Rafael Correa, President of Ecuador

On April 5, Ecuador’s President Rafael Correa rashly declared the U.S. Ambassador Heather Hodges persona non grata. Hodges has been ordered to leave the country in short order. The U.S. State Department rightly called the action “unjustified.”

The reason for Correa’s pique is the unauthorized release via WikiLeaks of a July 2009 cable asking for the revocation of the U.S. travel visa of Jaime Aquilino Hurtado Vaca, then commander of Ecuador’s national police.
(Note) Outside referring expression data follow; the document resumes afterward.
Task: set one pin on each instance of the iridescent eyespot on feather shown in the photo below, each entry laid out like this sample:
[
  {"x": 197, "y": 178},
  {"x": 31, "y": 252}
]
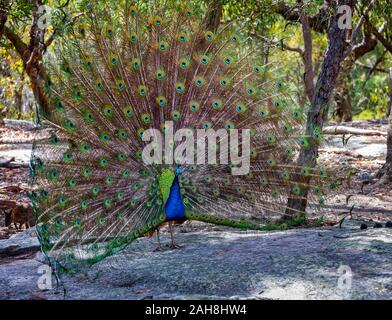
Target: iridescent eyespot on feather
[
  {"x": 103, "y": 162},
  {"x": 83, "y": 206},
  {"x": 206, "y": 125},
  {"x": 305, "y": 171},
  {"x": 113, "y": 61},
  {"x": 199, "y": 82},
  {"x": 72, "y": 182},
  {"x": 234, "y": 38},
  {"x": 161, "y": 101},
  {"x": 253, "y": 153},
  {"x": 66, "y": 68},
  {"x": 194, "y": 106},
  {"x": 271, "y": 162},
  {"x": 108, "y": 180},
  {"x": 69, "y": 126},
  {"x": 107, "y": 204},
  {"x": 62, "y": 202},
  {"x": 304, "y": 142},
  {"x": 128, "y": 111},
  {"x": 157, "y": 21},
  {"x": 225, "y": 82},
  {"x": 176, "y": 115},
  {"x": 188, "y": 12},
  {"x": 184, "y": 63},
  {"x": 133, "y": 38},
  {"x": 142, "y": 90},
  {"x": 107, "y": 110},
  {"x": 99, "y": 85},
  {"x": 204, "y": 60},
  {"x": 146, "y": 118},
  {"x": 104, "y": 137},
  {"x": 88, "y": 117},
  {"x": 297, "y": 114},
  {"x": 84, "y": 148},
  {"x": 160, "y": 74},
  {"x": 76, "y": 93},
  {"x": 140, "y": 132},
  {"x": 217, "y": 104},
  {"x": 121, "y": 156},
  {"x": 229, "y": 125},
  {"x": 109, "y": 31},
  {"x": 182, "y": 37},
  {"x": 120, "y": 85},
  {"x": 287, "y": 128},
  {"x": 240, "y": 107},
  {"x": 133, "y": 10},
  {"x": 53, "y": 175},
  {"x": 228, "y": 60},
  {"x": 250, "y": 91},
  {"x": 296, "y": 189},
  {"x": 258, "y": 69},
  {"x": 209, "y": 36},
  {"x": 163, "y": 46},
  {"x": 59, "y": 105},
  {"x": 270, "y": 138},
  {"x": 180, "y": 87},
  {"x": 86, "y": 172},
  {"x": 136, "y": 64}
]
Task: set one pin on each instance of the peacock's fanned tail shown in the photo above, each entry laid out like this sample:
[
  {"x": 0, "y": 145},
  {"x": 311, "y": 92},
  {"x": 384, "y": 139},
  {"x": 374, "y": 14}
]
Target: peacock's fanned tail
[{"x": 111, "y": 78}]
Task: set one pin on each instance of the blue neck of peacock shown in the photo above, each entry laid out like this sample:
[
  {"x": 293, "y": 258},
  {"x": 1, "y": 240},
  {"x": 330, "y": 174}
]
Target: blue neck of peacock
[{"x": 175, "y": 208}]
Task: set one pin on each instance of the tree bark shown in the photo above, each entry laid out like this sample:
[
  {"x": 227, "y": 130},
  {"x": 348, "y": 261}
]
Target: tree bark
[
  {"x": 385, "y": 172},
  {"x": 319, "y": 109},
  {"x": 342, "y": 97},
  {"x": 31, "y": 54},
  {"x": 213, "y": 15},
  {"x": 307, "y": 53}
]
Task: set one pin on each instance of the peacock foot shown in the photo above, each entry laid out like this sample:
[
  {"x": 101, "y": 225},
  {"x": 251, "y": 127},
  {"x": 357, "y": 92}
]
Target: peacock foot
[
  {"x": 159, "y": 248},
  {"x": 174, "y": 246}
]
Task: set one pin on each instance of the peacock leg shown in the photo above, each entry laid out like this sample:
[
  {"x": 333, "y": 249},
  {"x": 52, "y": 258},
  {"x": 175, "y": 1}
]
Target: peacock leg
[
  {"x": 159, "y": 246},
  {"x": 173, "y": 244}
]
In the cable, the State Department drafter observed that “Hurtado’s corrupt activities were so widely known within the upper ranks of the [police] that some Embassy officials believe that President Correa must have been aware of them when he made the appointment.” The U.S. State Department regularly uses visa revocations as a tool for fighting corruption in Latin America and elsewhere around the world.

Hodges becomes the second ambassador in Latin America forced from their embassies in recent days because of WikiLeaks. In March, U.S. Ambassador to Mexico Carlos Pascual announced his resignation following displays of indignation by Mexican President Felipe Calderon over critical cables sent by Pascual to the State Department and leaked via WikiLeaks.
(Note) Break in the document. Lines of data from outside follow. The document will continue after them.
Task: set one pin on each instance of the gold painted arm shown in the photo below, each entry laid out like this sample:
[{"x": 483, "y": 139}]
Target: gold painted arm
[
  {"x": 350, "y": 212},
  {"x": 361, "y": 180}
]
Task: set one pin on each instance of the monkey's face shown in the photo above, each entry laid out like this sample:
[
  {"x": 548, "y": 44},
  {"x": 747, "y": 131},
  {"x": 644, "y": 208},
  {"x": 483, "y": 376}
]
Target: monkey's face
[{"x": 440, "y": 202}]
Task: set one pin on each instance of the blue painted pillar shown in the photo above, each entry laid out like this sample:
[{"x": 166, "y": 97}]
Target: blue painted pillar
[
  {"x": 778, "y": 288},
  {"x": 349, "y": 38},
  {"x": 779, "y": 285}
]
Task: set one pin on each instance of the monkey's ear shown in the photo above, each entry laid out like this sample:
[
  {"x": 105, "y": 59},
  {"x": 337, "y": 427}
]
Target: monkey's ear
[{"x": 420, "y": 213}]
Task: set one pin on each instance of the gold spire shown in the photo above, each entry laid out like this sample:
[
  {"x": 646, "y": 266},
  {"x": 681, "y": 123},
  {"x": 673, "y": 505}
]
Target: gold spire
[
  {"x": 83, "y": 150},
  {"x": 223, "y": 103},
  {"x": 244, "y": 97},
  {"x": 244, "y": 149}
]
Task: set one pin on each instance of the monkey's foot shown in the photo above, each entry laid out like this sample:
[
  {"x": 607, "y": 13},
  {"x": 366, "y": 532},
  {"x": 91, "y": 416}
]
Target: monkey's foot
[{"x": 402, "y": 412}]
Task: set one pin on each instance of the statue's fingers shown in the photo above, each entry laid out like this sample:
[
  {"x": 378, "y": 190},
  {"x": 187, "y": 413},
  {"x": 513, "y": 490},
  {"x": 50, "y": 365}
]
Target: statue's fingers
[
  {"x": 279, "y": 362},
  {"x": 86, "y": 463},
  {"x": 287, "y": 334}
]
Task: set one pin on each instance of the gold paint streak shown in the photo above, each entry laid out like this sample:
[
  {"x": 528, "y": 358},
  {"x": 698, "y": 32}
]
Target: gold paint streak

Correa’s actions are in keeping with his penchant for rash actions. This recent action recalls his intemperate behavior and wild allegations regarding alleged U.S. involvement in an effort to topple his government last year. Last September 30, Correa engaged in a showdown with the very police he is now adamantly defending.

Correa continues policies aimed at concentrating executive power, silencing media critics, and conducting dubious relations with a range of dangerous actors—from the narco-terrorists of the FARC in Colombia to Iran. Examinations conducted by investigative analyst Douglas Farah and former U.S. AID official Jose Cardenas paint an alarming portrait of the current state of affairs in Ecuador.
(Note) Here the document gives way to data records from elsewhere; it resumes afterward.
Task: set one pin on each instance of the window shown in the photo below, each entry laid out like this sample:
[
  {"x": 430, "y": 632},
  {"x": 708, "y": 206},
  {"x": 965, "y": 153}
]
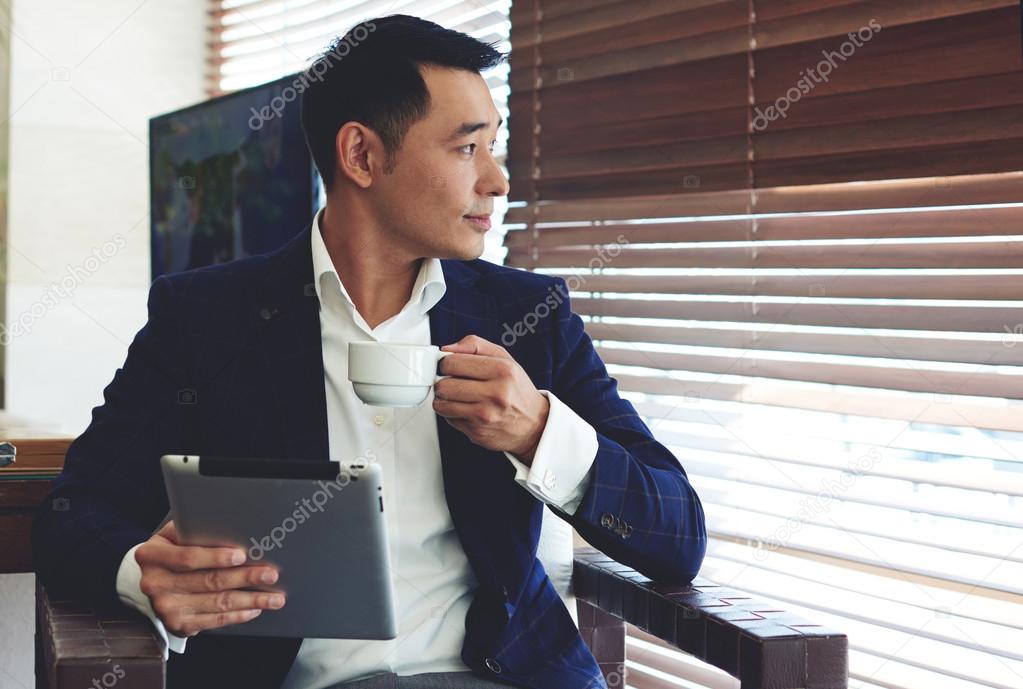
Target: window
[{"x": 795, "y": 232}]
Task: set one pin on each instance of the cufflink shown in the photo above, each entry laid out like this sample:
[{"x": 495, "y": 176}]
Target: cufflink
[{"x": 549, "y": 479}]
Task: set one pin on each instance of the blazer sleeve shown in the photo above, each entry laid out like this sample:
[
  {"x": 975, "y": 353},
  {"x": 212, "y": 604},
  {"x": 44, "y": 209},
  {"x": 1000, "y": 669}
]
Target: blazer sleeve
[
  {"x": 109, "y": 495},
  {"x": 639, "y": 507}
]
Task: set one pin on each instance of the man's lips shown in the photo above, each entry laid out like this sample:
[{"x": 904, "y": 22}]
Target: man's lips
[{"x": 482, "y": 222}]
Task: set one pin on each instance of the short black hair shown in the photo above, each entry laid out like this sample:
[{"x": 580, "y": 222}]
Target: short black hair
[{"x": 370, "y": 75}]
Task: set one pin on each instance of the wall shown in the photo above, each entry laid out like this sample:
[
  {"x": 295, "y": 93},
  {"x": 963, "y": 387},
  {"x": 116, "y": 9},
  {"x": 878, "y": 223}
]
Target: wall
[{"x": 85, "y": 79}]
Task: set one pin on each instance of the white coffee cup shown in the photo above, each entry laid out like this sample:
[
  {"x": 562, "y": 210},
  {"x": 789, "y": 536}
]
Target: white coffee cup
[{"x": 393, "y": 374}]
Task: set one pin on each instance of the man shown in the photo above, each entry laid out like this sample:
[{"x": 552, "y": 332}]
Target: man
[{"x": 249, "y": 359}]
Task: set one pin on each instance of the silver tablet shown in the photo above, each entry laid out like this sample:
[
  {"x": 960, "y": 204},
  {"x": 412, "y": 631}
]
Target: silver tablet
[{"x": 320, "y": 522}]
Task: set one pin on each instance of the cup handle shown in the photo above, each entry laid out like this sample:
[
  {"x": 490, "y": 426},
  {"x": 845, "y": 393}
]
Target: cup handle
[{"x": 441, "y": 355}]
The expulsion follows less than a year after Secretary of State Hillary Clinton’s “friendship” visit to Quito. Representative Eliot Engel (D–NY) noted, “President Correa has seriously undermined the possibility that [trade] preferences [for Ecuador] will be reinstated in the foreseeable future.” Representative Connie Mack (R–FL) called for the removal of Ecuador’s ambassador to the U.S.

Correa joins with Venezuela’s Hugo Chavez and Bolivia’s Evo Morales in putting relations in the diplomatic deep-freeze because of U.S. concerns about corruption, lack of transparency, deterioration of democratic rules, and a generalized sentiment of anti-Americanism.

The goal of Correa and company is to insulate their officials from both domestic investigations and political opposition and criticisms and sanctions by foreign governments. It is a crude attempt to pressure U.S. diplomats to turn a blind eye to high-level corruption around them in order to keep their positions. The Obama Administration should not yield to these pressures.